И тут небо над моей головой проснулось. Зеленая искра занялась в нем как-то вдруг, неожиданно, наполнив своим сиянием все обозримое пространство. У меня перехватило дыхание: казалось, что танец лент из тончайшего, прозрачного изумрудного света сопровождается пением какой-то далекой флейты… или так поет ветер? Не разобрать…
Ожившие горы внимали небесному представлению молча, любуясь красотой Песни безо всяких помех. Это было столь совершенно, что на мои глаза навернулись слезы. Все мое нутро наполнялось чем-то, о чем я вовсе не просила и чего не желала, но Песня не задавала вопросов. Она не спрашивала, хочу ли я присоединить свой жалкий голос к ее необъятности, она просто пробирала до краев все мое существо, ничтожность которого я так остро сейчас ощущала. Какая, к черту, может быть свобода у частицы настолько крохотной и незаметной?
Пой, небо, верни мне ясность мыслей и истинное спокойствие, раз уж свобода мне недоступна. Вот и говорите мне потом, что не видеть ничего дальше собственного носа – это плохо. На самом деле стоит всего лишь на миг отвлечься от своих собственных тревог и чаяний – и оказывается, что по сравнению со звездным небом ты лишь мелкая сошка, значащая немногим больше, чем прошлогодний снег. Как, собственно, и все твои великие нужды и планы. Тут недолго и устыдиться! А выбора у тебя немного: либо ты возвращаешься в случайно покинутое болотце покорным куликом, либо…
Я вздохнула, снова потянулась за книгой. Раскрыла ее. Стройное повествование завершилось вместе со вступлением, дальше страницы были украшены какими-то угловатыми и бессмысленными на первый взгляд рисунками и выкладками, написанными еще более странно и запутанно, чем то, что мне уже довелось прочесть.
“Речи Фармагнуда Старшего.
Мир творит сам себя на перекрестке из четырех Сил… Мы зовем это Великим Рождением, которое длится вечно. Великим Умиранием, которое никогда не завершится. Мир начался со вспышки пламени. Мир начался со снежинки. Мир родился из Вечной Тьмы, которая никогда не будет познана. Мир произошел из Великого Света, который ничего не освещает. Ищи их следы в отпечатках копыт; на роге у быка; на шипах терновника; в слове мудрости.
Погрузи руку в огонь, желая творить; коснись льда, желая обрести целостность. Смотри во тьму, желая обрести силу; смотри на свет, желая обрести знание. Твори мир, высекая самого себя из камня собственных страхов.
Перебори свои желания, помести себя в розу ветров, чтобы они точили тебя, как скалу, помогая тебе обрести свой истинный вид. Противься же всему, что отвращает тебя от беседы с Творением. Так обретешь мир, и да произрастет из твоей души сила, как произрастает злак из земли, очищенной от сора”.
Ну! Вот это уже больше похоже на обычные рассуждения наставников. Особенно про тяжкую борьбу с собственными желаниями. Похоже, это все, что им удалось понять в вычурных изречениях этого Фармагнуда. Вся речь выглядит так, словно почтенный старец – во всяком случае, он представлялся мне именно таким – давно и плотно сидел на цветной водичке. И в то же время она оставляет после себя некий странный привкус своей бессмысленностью и – в моем, уже малость искушенном магической литературой понимании – предсказуемостью. С таким же ощущением слушаешь барда в таверне, поющего про извечные сражения Добра и Зла.
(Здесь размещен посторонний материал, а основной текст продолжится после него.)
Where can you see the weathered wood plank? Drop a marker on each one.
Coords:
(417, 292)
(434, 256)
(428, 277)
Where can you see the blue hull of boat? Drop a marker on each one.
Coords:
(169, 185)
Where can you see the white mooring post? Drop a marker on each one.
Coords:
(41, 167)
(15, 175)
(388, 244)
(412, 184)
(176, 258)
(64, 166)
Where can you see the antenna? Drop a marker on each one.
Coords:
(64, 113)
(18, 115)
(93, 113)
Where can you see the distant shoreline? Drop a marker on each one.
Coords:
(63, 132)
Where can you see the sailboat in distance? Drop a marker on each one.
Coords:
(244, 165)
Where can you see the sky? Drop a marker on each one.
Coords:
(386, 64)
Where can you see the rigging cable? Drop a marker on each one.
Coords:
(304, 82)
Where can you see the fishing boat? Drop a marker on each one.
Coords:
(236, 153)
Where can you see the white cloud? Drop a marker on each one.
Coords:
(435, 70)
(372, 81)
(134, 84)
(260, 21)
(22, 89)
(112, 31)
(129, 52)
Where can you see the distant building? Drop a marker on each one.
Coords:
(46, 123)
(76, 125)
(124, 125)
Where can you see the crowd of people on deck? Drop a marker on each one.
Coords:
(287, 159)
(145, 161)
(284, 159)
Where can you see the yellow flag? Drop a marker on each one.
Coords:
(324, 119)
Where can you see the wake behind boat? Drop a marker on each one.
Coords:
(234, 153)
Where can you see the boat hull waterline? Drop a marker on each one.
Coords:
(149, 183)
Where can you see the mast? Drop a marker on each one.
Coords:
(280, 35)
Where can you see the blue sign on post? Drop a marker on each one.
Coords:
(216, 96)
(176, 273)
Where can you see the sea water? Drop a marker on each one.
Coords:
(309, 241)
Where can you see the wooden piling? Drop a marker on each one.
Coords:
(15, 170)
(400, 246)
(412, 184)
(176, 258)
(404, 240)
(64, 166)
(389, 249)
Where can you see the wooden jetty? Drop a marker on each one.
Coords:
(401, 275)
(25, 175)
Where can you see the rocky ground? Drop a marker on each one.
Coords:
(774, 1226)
Но стали бы собирать изречения, которые годятся разве что для красивого старинного предания, в отдельный том? Только не в Адемике. Они там давно научились различать, где искусство, а где польза.
Дальше снова начинались какие-то рисунки, похожие на те, что мы иногда рисовали перьями от нечего делать. Я перевернула страницу, продолжая чтение. О, снова рука переписчика, почерк без узора и характера. Залюбуешься. Речи старца Фармагнуда были словно вырваны из другой книги, а тут все привычно и понятно.
“Из комментариев Гальдры Асагримм” — гласило заглавие страницы.
“Вас удивляет, мои дорогие ученики, малый круг нашего собрания, хотя я не скрывала их ни от кого, и вся школа знает об этих занятиях. То, что вас собралось так немного, лишь подтверждает мое убеждение в том, что отступать от стандартной программы курсов ради погружения в архаику готовы очень немногие. Вы можете сказать, что мне следовало лучше изложить цель этих факультативов, я и сама, пожалуй, недовольна тем, что мое приглашение звучит, как речь базарного зазывалы – но, увы, сказать больше мне не позволяет суть уроков. Более того, сами занятия станут дополнительным отсевом для тех, кого их цель не заинтересует.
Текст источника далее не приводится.